I went to Summit Elementary School one night with my friends and a lot of weird things happened when we got there. We parked the car and sat there for a few minutes, and all the sudden the radio comes on,even though the car was turned off.We got out of the car and ran over to the school. We all thought the school looked creepy as it was. We went over to the old playground and walked to the monkey bars and sat by them. We all heard a weird noise, so we turned around, and we saw the swings rocking back and forth. The scary part was the fact that it was a calm night,there was no wind at all. We then decided to go into the school. As we walked up the stairs,on the far side,we saw that some of the lights were on. We just thought someone else was there with us. We started to look around the school when we heard a loud noise by the old boiler room. We all walked towards the boiler room,and we saw four really small boys standing in the doorway. We tried o get to them but then the disappeared. We were scared stiff. We heard all four of the boys scream for a short time before they appeared before us again. We ran out of the school and back into the car,where the radio was still playing. We sat there amazed at what we just saw. We thought we were scared then,but we were wrong. The radio was turned up as high as it could go,and the music stopped,and more of the screaming boys came to our ears. My friend started the car up,and the loud screaming stopped when we got five blocks away. We are all too terrified to go back there a night,but we do still visit there during the day time. We still get that weird feeling when we go there. If anyone thinks there are no ghost there,they should go there when there is a full moon out.It is quite the adventure. The story behind the school is very simple. The school was said to have shut down because of it being an all black school,but the principal of the school revealed the true reason why it close down. He told the story about how four of his boy students were murdered by the janitor one gloomy day. The janitor the hid the bodies all around the school. No one has yet found the bodies,but no one has been there long enough to try. It isn't hard to get into there,but you can't go through an of the doors. You can get inside by the windows,because they are just covered by thin pieces of sheet metal. I hope everyone goes there and experiences what I did. Have fun!!!

----------


## Be happy Keep smiling

> I went to Summit Elementary School one night with my friends and a lot of weird things happened when we got there. We parked the car and sat there for a few minutes, and all the sudden the radio comes on,even though the car was turned off.We got out of the car and ran over to the school. We all thought the school looked creepy as it was. We went over to the old playground and walked to the monkey bars and sat by them. We all heard a weird noise, so we turned around, and we saw the swings rocking back and forth. The scary part was the fact that it was a calm night,there was no wind at all. We then decided to go into the school. As we walked up the stairs,on the far side,we saw that some of the lights were on.
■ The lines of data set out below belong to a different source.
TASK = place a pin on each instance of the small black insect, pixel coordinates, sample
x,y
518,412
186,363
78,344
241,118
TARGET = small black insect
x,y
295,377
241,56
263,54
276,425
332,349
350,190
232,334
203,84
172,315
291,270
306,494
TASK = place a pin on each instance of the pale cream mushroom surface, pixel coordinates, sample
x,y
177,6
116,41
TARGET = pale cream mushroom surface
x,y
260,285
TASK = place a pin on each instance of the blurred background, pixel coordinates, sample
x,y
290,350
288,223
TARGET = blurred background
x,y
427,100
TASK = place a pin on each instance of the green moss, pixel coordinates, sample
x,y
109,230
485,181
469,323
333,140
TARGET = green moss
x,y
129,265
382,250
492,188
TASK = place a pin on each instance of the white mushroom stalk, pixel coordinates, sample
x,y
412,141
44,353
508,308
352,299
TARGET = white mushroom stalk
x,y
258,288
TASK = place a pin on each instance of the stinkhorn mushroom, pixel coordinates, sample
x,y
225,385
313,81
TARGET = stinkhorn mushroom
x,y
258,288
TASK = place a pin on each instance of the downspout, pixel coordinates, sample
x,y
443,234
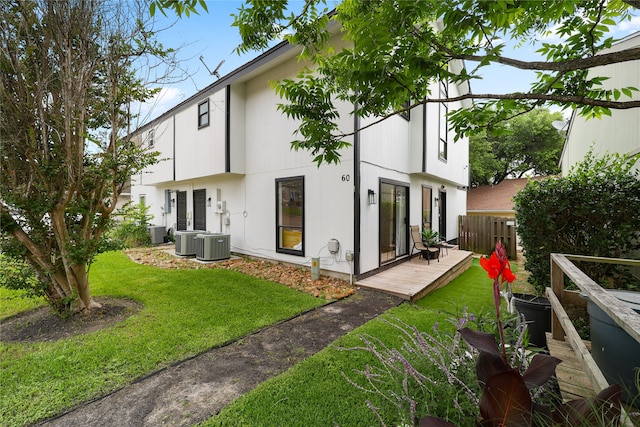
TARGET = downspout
x,y
227,134
356,192
424,137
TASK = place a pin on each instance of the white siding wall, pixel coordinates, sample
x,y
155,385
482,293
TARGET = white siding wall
x,y
201,152
328,198
261,153
618,133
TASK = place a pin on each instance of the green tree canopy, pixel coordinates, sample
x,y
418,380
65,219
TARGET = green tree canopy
x,y
400,49
530,145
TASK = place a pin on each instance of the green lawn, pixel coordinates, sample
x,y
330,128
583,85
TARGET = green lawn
x,y
315,393
185,312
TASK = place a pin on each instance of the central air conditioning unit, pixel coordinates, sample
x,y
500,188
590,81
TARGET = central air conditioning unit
x,y
213,247
157,233
186,243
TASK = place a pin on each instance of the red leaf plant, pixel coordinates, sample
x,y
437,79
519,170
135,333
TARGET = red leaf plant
x,y
506,399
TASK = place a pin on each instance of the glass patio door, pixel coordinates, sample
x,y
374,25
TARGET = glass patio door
x,y
393,221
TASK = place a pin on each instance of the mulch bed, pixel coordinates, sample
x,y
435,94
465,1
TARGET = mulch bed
x,y
298,278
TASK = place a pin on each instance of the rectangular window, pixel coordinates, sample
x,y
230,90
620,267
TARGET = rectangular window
x,y
203,114
444,126
290,215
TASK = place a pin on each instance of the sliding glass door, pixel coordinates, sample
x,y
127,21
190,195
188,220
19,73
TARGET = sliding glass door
x,y
394,208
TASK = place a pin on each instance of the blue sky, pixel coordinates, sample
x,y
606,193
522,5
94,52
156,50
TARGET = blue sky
x,y
212,36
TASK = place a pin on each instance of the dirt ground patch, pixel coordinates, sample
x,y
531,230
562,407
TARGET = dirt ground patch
x,y
43,324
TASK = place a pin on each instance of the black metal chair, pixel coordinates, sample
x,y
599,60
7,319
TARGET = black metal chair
x,y
421,246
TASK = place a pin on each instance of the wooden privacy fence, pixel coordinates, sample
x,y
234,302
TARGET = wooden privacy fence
x,y
479,234
562,327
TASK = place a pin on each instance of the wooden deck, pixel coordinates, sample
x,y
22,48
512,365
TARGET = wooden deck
x,y
415,278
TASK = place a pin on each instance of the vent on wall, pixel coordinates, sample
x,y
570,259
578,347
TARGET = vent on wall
x,y
213,247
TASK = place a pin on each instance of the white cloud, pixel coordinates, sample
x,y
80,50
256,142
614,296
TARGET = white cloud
x,y
167,98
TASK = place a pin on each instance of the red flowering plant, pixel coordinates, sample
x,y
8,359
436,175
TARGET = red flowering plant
x,y
506,399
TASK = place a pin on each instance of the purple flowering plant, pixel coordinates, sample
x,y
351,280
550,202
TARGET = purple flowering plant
x,y
506,400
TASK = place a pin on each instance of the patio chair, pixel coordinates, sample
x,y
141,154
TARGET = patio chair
x,y
418,244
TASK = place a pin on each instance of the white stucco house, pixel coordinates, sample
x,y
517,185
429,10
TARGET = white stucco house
x,y
618,133
228,167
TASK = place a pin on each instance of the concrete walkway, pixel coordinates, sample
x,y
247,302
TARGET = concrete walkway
x,y
193,390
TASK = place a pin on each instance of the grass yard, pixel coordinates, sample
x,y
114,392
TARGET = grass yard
x,y
185,312
315,393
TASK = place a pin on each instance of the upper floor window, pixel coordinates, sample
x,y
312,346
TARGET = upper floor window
x,y
443,125
290,215
203,114
407,113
We just thought someone else was there with us. We started to look around the school when we heard a loud noise by the old boiler room. We all walked towards the boiler room,and we saw four really small boys standing in the doorway. We tried o get to them but then the disappeared. We were scared stiff. We heard all four of the boys scream for a short time before they appeared before us again. We ran out of the school and back into the car,where the radio was still playing. We sat there amazed at what we just saw. We thought we were scared then,but we were wrong. The radio was turned up as high as it could go,and the music stopped,and more of the screaming boys came to our ears. My friend started the car up,and the loud screaming stopped when we got five blocks away. We are all too terrified to go back there a night,but we do still visit there during the day time. We still get that weird feeling when we go there. If anyone thinks there are no ghost there,they should go there when there is a full moon out.It is quite the adventure. The story behind the school is very simple. The school was said to have shut down because of it being an all black school,but the principal of the school revealed the true reason why it close down. He told the story about how four of his boy students were murdered by the janitor one gloomy day. The janitor the hid the bodies all around the school. No one has yet found the bodies,but no one has been there long enough to try. It isn't hard to get into there,but you can't go through an of the doors. You can get inside by the windows,because they are just covered by thin pieces of sheet metal. I hope everyone goes there and experiences what I did. Have fun!!!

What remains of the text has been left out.